Et, en effet, une communauté les attend dans les ruines d’Athènes. Cette société organisée semble être une communauté de survivants, qui n’ont plus rien de l’Homme que l’on connaît aujourd’hui. Jonathan Nossiter, dont la notoriété s’est installée avec le documentaire Mondovino (2004), trace dans ce long-métrage d’autres dérives d’une société surexploitée. Comme principales conséquences désastreuses : la nature, à l’ordre de poussière. On l’avait vu dans Interstellar, de Christopher Nolan, on retrouvait cette idée de société réduite à néant dans Je suis une légende, de Francis Lawrence, mais cette approche est ici un peu différente. Jonathan Nossiter s’intéresse davantage à l’humain et à ses nombreuses couleurs, telles que la folie, la joie, la solitude, le désir. Il explore les âmes de ses différents acteurs pour les dépasser, les mettre à l’épreuve de personnages que l’on ne connaît que très peu dans le cinéma actuel. Ainsi, Charlotte Rampling apparaît méconnaissable dans un rôle de vieille dame allemande aux prémisses de la folie. Stellan Skarsgard (Will Hunting, Melancholia…) semble camper un personnage sympathique mais au profond mal-être face à l’insoutenable impasse d’une civilisation qui se meurt. Nick Nolte arbore des traits de savant fou qui le rendent tantôt attachant, tantôt difficile à cerner.

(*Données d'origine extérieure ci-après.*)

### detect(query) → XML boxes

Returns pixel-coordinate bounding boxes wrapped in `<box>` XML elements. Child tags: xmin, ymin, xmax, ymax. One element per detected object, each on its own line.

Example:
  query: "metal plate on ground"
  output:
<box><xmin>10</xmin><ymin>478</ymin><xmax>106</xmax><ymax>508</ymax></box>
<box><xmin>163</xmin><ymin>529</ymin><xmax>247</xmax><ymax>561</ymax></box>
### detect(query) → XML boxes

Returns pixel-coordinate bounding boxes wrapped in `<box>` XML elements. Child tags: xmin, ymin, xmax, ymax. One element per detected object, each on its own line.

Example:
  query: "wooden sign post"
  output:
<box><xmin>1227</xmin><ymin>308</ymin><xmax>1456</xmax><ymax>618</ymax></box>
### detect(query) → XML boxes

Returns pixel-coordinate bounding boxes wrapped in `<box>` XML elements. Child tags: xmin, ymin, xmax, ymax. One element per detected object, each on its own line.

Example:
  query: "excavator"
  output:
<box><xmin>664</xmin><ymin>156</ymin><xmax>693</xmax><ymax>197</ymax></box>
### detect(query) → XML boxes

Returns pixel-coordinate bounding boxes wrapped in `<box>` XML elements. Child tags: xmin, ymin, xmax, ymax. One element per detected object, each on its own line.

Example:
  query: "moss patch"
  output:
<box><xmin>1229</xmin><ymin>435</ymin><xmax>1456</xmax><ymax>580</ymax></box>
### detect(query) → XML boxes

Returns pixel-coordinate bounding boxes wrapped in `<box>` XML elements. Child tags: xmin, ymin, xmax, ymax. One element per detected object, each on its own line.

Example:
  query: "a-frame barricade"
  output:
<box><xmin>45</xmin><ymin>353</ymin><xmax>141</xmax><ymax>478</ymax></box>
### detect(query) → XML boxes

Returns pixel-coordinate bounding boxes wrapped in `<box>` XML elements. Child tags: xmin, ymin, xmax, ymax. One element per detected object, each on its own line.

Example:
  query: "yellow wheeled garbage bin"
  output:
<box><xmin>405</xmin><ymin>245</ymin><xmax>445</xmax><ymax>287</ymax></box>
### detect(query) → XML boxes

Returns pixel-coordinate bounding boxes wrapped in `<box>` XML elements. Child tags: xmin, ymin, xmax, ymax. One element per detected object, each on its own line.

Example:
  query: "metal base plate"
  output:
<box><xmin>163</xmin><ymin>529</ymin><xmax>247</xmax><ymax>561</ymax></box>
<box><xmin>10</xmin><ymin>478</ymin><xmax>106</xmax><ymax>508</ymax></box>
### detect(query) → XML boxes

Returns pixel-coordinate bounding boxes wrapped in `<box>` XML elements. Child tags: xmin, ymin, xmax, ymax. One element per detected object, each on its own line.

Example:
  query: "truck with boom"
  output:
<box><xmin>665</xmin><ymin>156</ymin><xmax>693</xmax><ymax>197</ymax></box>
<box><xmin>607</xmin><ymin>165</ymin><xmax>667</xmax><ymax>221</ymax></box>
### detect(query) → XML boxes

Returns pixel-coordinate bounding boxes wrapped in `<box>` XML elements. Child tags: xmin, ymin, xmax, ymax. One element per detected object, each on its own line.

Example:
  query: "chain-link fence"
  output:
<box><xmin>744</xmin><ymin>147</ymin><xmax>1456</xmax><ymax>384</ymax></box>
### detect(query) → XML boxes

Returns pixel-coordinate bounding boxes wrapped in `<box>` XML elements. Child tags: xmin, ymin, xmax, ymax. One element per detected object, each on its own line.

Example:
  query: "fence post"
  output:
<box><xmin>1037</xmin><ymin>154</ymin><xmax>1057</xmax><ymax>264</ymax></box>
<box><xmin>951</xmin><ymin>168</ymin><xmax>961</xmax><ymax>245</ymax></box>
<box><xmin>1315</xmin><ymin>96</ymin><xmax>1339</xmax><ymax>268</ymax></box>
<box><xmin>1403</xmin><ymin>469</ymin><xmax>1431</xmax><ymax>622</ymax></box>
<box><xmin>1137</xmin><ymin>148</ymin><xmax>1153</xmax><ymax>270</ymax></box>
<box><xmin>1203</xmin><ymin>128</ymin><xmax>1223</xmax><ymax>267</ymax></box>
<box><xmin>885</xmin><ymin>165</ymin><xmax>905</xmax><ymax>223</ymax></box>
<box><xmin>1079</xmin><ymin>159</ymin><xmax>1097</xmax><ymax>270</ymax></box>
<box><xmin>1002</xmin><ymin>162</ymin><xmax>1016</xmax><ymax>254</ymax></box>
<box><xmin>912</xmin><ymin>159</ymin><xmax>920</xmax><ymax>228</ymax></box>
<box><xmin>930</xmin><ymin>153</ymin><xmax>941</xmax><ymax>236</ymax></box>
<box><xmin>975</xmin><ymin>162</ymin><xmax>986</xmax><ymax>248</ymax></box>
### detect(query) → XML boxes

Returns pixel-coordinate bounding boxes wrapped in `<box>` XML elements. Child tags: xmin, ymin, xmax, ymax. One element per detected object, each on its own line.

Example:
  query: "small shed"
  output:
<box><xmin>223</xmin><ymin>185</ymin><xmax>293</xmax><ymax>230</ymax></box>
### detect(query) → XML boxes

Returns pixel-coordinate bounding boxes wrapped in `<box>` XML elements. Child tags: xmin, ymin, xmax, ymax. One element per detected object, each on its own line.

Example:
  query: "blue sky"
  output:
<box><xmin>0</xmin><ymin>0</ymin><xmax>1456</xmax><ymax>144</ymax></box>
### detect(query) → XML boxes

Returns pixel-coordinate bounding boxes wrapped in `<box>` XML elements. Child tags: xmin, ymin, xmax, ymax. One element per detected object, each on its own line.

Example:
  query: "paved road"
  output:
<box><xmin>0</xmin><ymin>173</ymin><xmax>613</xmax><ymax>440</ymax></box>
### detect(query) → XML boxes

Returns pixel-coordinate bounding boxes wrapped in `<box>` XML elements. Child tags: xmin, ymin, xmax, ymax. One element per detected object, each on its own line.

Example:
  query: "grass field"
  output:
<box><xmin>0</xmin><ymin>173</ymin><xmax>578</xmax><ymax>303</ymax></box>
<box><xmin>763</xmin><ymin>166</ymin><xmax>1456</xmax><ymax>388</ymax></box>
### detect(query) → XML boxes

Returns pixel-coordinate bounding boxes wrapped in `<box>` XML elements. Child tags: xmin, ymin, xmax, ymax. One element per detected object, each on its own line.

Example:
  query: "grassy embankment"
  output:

De gauche à droite : Nick Nolte, Charlotte Rampling, Stellan Skarsgard

L’ambiance générale du film ajoute aussi ce sentiment complexe face à ce long-métrage un poil ovni. Les regards, les silences, les actes… Rien n’a vraiment de sens pour nous, civilisation de 2020, qui regardons cette projection dystopique d’une société miséreuse en 2080.
A cela, le réalisateur déclare qu’il s’agit d’une “fiction qui est peut-être un documentaire d’anticipation” au Festival de Deauville en septembre dernier, suivi de : “J’espère que non » .

Last Words : une ode au cinéma confondu en scénario étrange

Outre l’ambiance parfois glauque, le scénario se perd parfois en une sorte de recueil de citations un peu faciles. Parmi elles : “Only plants matters, no humans” ; “Nostalgia never paids” ; “We need to invent something between birth and death” . Nous comprenons donc aisément la part d’engagement écologique du scénario. Mais, malgré ce manque de subtilité, Jonathan Nossiter prend le soin de construire des plans léchés. Dans ce décor post-apocalyptique filmé au Maroc, il trouve des connexions possibles entre la nature et l’humain. Parfois, cela se fait au moyen d’une caméra inventive, à la recherche d’un mouvement. D’autres, grâce au choix d’une lumière qui sublime une scène ou un personnage – une pensée notamment pour le plan de Charlotte Rampling sur la plage, ses yeux débordants de tendresse et de perdition -.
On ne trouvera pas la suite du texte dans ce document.